Complete step-by-step answer:
The given equation is $y=\left( x+c \right){{e}^{-x}}$.
We know the order of the differential depends on the number of unknown numbers. Order of a differential equation is the order of the highest derivative or differential present in the differential form. An equation needs to get rid of unknowns to become a general or complete solution.
In the given equation $y=\left( x+c \right){{e}^{-x}}$, there is only one unknown c. so, the order will be 1.
On the right side we have multiplication of two x terms.
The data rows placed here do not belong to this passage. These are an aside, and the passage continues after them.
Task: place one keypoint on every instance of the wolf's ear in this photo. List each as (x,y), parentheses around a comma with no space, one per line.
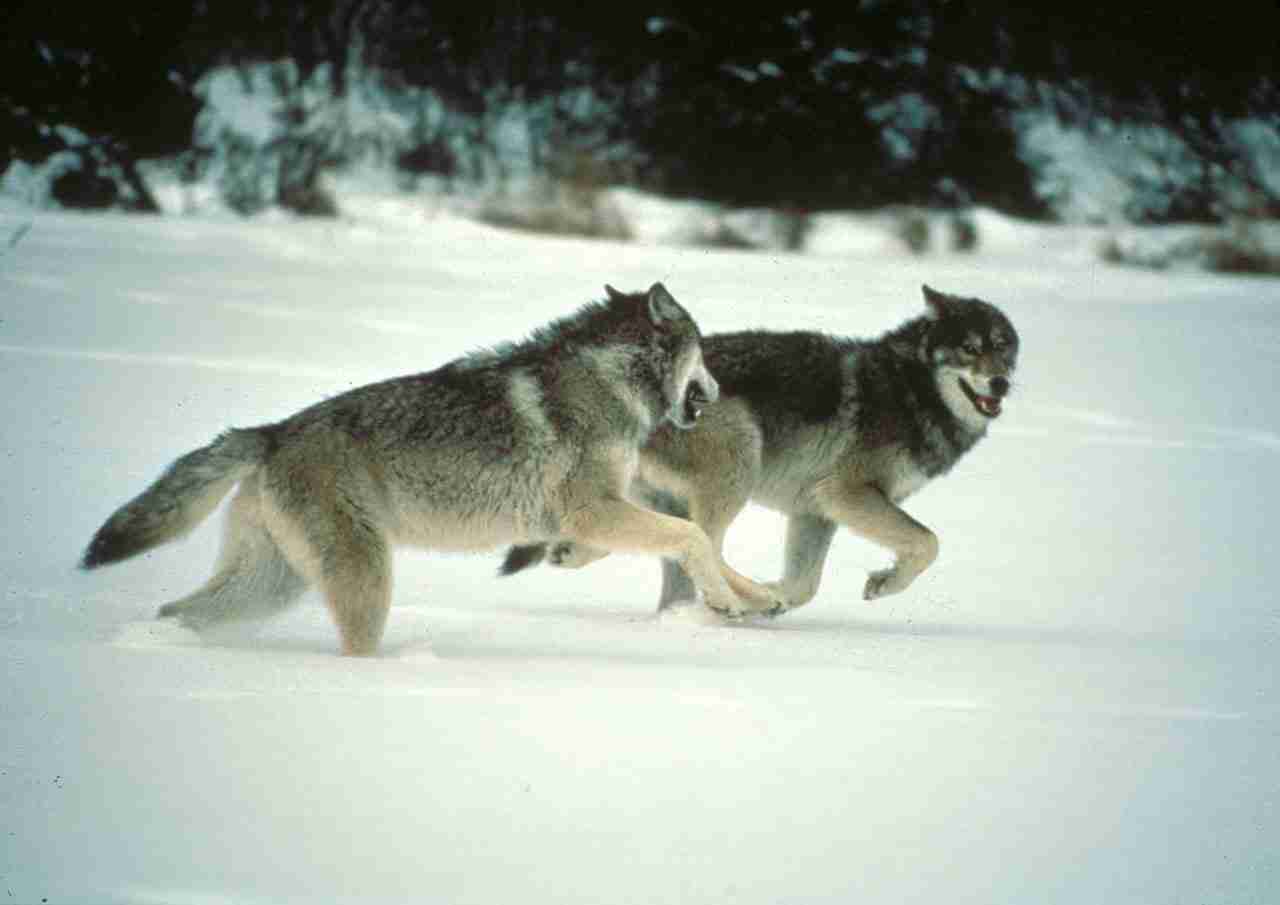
(937,302)
(663,307)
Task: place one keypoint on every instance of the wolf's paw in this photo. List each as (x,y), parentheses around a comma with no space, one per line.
(882,584)
(568,554)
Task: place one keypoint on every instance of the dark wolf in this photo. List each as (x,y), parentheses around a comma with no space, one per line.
(830,432)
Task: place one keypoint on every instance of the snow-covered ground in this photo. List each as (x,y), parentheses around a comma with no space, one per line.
(1078,703)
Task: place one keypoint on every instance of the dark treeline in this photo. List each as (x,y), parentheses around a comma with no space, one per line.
(807,105)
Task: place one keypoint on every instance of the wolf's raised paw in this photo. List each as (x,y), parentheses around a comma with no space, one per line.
(880,584)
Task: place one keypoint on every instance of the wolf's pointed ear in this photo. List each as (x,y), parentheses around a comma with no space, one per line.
(936,301)
(662,306)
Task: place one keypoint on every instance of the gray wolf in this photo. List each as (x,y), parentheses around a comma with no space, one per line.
(830,432)
(522,443)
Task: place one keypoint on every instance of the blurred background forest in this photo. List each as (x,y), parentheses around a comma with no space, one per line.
(1096,113)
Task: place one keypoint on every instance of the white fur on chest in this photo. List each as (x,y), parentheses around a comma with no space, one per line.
(903,478)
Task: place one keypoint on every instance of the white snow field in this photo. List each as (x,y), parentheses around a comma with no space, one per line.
(1078,703)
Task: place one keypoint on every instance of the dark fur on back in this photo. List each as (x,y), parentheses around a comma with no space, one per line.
(791,375)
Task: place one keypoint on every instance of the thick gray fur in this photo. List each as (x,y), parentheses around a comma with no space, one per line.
(519,444)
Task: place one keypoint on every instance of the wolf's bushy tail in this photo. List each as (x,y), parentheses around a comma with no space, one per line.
(181,498)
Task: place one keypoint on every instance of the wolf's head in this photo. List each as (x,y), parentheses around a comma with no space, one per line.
(973,348)
(686,385)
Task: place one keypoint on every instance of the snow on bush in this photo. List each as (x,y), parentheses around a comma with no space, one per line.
(1130,173)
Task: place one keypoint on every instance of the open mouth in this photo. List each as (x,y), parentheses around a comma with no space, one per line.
(988,406)
(691,410)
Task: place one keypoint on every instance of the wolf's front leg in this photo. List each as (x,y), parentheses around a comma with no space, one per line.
(621,526)
(868,513)
(807,545)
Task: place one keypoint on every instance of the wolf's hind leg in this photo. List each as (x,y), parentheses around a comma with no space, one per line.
(869,513)
(252,580)
(622,526)
(357,586)
(807,545)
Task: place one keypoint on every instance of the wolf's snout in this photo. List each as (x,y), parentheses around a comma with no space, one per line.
(698,396)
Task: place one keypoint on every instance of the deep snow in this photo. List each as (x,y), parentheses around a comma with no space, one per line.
(1078,703)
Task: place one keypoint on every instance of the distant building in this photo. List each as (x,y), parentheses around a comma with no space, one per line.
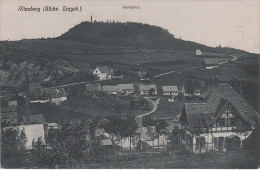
(146,90)
(219,124)
(103,73)
(209,63)
(93,88)
(112,89)
(170,90)
(57,95)
(9,115)
(34,119)
(196,92)
(198,52)
(125,89)
(37,93)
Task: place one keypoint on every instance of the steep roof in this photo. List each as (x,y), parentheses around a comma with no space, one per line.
(199,114)
(126,86)
(114,88)
(147,87)
(227,92)
(93,87)
(169,88)
(55,93)
(104,69)
(36,89)
(36,119)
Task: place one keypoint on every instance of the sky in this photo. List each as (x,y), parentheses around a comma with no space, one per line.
(232,23)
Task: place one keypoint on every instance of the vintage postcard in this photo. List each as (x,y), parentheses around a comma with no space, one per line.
(129,84)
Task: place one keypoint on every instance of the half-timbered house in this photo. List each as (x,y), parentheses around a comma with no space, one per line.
(219,124)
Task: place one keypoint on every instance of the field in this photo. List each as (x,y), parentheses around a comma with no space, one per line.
(85,106)
(216,160)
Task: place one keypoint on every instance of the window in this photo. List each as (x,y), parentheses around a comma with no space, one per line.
(233,122)
(221,122)
(202,142)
We separate them to keep only $\left( x+c \right)$ as it will help in the differentiation to get rid of c easily.
So, $y=\left( x+c \right){{e}^{-x}}\Rightarrow y{{e}^{x}}=\left( x+c \right)$.
Now we differentiate both sides with respect to x.
$\begin{align}
  & y{{e}^{x}}=\left( x+c \right) \\
 & \Rightarrow \dfrac{d}{dx}\left( y{{e}^{x}} \right)=\dfrac{d}{dx}\left( x+c \right) \\
\end{align}$
We apply the product rule on the LHS and split the terms on the RHS into parts as below,
$\begin{align}
  & \dfrac{d}{dx}\left( y{{e}^{x}} \right)=\dfrac{d}{dx}\left( x+c \right) \\
 & \Rightarrow y\dfrac{d}{dx}\left( {{e}^{x}} \right)+{{e}^{x}}\dfrac{d\left( y \right)}{dx}=\dfrac{d\left( x \right)}{dx}+\dfrac{d\left( c \right)}{dx} \\
 & \Rightarrow y{{e}^{x}}+{{e}^{x}}\dfrac{dy}{dx}=1 \\
\end{align}$
Now we try to match the differential form which is out of the unknown part of the equation with the given options.
We multiply both sides with ${{e}^{-x}}$.
\[\begin{align}
  & y{{e}^{x}}+{{e}^{x}}\dfrac{dy}{dx}=1 \\
 & \Rightarrow {{e}^{-x}}\left( y{{e}^{x}}+{{e}^{x}}\dfrac{dy}{dx} \right)=1.{{e}^{-x}} \\
 & \Rightarrow y+\dfrac{dy}{dx}={{e}^{-x}} \\
 & \Rightarrow \dfrac{dy}{dx}+y={{e}^{-x}} \\
\end{align}\]
The differential form is \[\dfrac{dy}{dx}+y={{e}^{-x}}\]. The correct option is D.

So, the correct answer is “Option D”.

Note: If we keep the form of $\left( x+c \right){{e}^{-x}}$ on the right side and go on differentiating, then we need to find out the value of c from the differential form and replace that in the main equation. Extra steps will be unnecessary as we can avoid that just by breaking the form of the exponential.